For British pilot Dale Curtance the Keuntz Prize – to be awarded to the first person to take a spaceship to another planet and back – is the ultimate challenge. Not only has he to build a ship to survive the journey, assemble a top-notch crew and choose a destination, he’s also got to beat the Russians and Americans.
Soon the GLORIA MUNDI blasts off from Salisbury Plain, bound for Mars. There’s only one problem – a stowaway called Joan. Not only does her presence wreck calculations and threaten the mission, but her tale suggests that Mars may be a more dangerous destination than they ever expected.
Written in the 30s, this is an early effort by John Wyndham and it shows. This is not a bad thing though as the book is a fun read and despite its flaws there is plenty here to enjoy.
The story feels like a solid B-movie effort, of which I like to term ‘B-Literature’ and not the Wyndham that I am used to. This a more speculative effort rather than the ‘logical fantasy’ he later wrote, with much success. In this case, Britain is Great again at the forefront of exploration and a major contender in the space race and in particular to reach Mars first.
The story flows well, action is mixed up with speculation on the mysteries of the universe and the boredom of floating about in space, as well as the anticipations surrounding arrival to Mars and take off are captured well. The satire of the Press, especially the British is remarkably spot on now as it no doubt was back in the day; as is the Cold War feel he almost presciently managed to summon up a decade before the term was even used.
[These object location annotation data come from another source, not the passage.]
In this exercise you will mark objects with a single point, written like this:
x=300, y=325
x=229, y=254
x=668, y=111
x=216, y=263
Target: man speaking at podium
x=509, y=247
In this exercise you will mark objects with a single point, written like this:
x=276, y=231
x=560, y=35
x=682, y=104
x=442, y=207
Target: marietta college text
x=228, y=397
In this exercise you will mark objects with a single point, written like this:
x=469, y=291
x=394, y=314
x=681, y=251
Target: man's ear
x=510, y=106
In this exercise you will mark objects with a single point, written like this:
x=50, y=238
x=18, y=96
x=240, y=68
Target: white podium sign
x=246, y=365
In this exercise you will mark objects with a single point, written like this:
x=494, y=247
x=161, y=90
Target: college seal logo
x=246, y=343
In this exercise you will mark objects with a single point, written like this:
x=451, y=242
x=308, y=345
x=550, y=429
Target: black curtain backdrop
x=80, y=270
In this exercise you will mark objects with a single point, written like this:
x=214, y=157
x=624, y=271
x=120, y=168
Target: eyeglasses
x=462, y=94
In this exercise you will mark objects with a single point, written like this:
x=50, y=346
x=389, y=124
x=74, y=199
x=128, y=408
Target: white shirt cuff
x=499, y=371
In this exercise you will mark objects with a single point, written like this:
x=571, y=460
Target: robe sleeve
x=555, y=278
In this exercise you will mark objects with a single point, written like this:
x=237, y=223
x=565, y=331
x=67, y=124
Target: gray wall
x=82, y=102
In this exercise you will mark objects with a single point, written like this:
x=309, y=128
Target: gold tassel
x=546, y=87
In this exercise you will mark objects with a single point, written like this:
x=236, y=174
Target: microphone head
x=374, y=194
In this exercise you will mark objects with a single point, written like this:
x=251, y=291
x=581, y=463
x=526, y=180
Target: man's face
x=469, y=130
There are enough signs of the writer the author would become scattered throughout the pages especially when the astronauts speculate on the big questions. Space always brings out the pertinent existential questions of our place in the universe and what precisely life is and there are some fascinating conversations set up throughout.
It was strange to think that high in those mountains were observatories where even now telescopes were trained on them. Still more odd to think of all the millions of men swarming with all their unimportant importance upon that beautiful piece of cosmic decay…
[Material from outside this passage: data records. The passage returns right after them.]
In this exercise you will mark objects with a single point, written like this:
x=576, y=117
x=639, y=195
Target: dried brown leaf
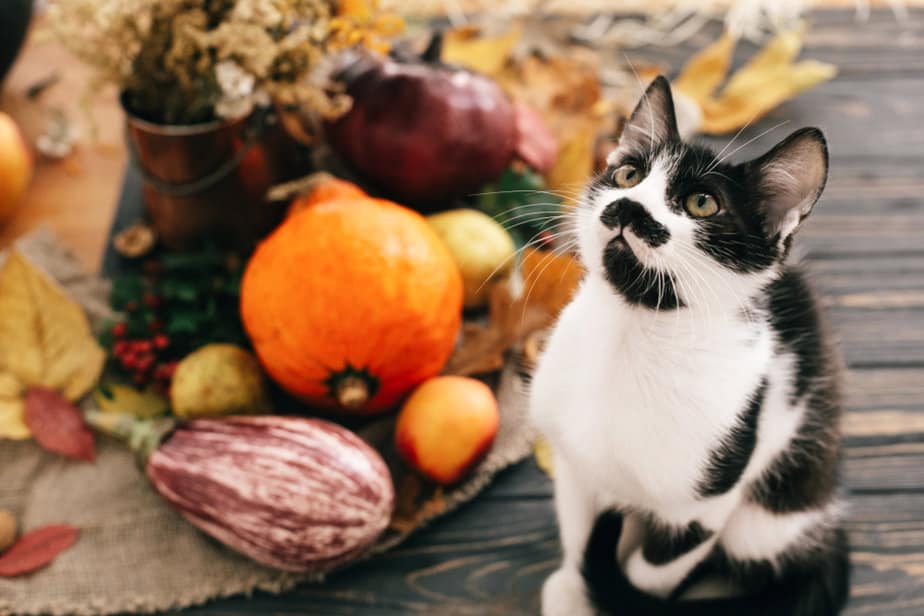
x=550, y=279
x=37, y=549
x=57, y=425
x=510, y=321
x=770, y=78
Sadly the characters are all underdeveloped, encroaching well into the territory of cliché and it was hard to gauge if the inherent sexism is written in a knowing way,although the addition of Joan to the crew does see a feminist touch which brings a nice contrast to all the testosterone fuelled antics. Still at times the whole thing reads like a hilarious parody:
‘Oh, my God…it’s a woman,’ he said in a tone of devastating disgust,
‘Dear me’ said Froud’s voice calmly, ‘just like the movies, isn’t it? Quaint how these things happen.’
There are plenty of knowing nods as well, references to Wells and Burroughs and one character even remarks that if he were reading this adventure as a story he would have thrown the book away.
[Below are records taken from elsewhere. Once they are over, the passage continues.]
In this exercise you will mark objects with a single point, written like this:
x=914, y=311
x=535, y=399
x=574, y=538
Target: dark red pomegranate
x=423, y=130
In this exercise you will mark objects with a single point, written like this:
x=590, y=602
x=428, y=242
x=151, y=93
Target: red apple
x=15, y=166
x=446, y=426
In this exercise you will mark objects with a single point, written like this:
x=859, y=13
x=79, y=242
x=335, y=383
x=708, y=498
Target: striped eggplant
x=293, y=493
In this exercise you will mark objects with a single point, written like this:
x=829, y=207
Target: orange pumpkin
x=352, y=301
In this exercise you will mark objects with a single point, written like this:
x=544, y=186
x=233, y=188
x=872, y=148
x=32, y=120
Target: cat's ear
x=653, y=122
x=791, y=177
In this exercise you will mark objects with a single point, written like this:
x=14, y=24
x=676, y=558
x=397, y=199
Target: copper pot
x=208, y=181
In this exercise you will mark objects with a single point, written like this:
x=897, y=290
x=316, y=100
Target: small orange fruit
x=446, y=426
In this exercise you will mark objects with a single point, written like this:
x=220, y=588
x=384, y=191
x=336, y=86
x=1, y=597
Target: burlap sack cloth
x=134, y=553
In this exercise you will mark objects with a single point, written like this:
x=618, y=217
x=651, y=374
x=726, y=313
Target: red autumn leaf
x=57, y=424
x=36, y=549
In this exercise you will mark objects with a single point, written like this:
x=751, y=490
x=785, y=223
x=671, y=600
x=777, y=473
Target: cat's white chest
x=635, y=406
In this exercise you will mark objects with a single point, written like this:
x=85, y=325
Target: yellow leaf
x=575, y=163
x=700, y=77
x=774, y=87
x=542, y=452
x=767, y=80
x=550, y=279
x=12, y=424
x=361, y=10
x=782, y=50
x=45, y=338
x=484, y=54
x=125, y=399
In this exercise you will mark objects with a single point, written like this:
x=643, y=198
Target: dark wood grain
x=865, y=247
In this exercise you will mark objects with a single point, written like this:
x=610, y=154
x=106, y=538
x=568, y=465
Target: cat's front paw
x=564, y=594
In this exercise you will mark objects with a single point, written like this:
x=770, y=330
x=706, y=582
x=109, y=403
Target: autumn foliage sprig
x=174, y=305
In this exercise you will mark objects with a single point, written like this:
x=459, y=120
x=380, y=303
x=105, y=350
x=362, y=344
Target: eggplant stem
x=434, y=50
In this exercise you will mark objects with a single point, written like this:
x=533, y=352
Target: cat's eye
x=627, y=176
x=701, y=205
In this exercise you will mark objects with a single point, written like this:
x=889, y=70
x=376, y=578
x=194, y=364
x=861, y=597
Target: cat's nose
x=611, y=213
As with the best Sci-Fi there is a pleasing bleakness to the story and some suitably strange wonders to allow the reader’s imagination to muse on, which is always a good counterpoint to the indomitable spirit of the human race and the sheer craziness of our questing ways which never fails to impress me.
I wouldn’t nominate this as a first Wyndham book to read if you are new to the author – unless you a fan of pulpy stories – his later style is much stronger and something like The Chrysalids has substantially more to recommend it. It is worth a read though, if you stumble across it, owing to its shortness (180 pages) and when all is said and done it’s a fun adventure which really steps up towards the end.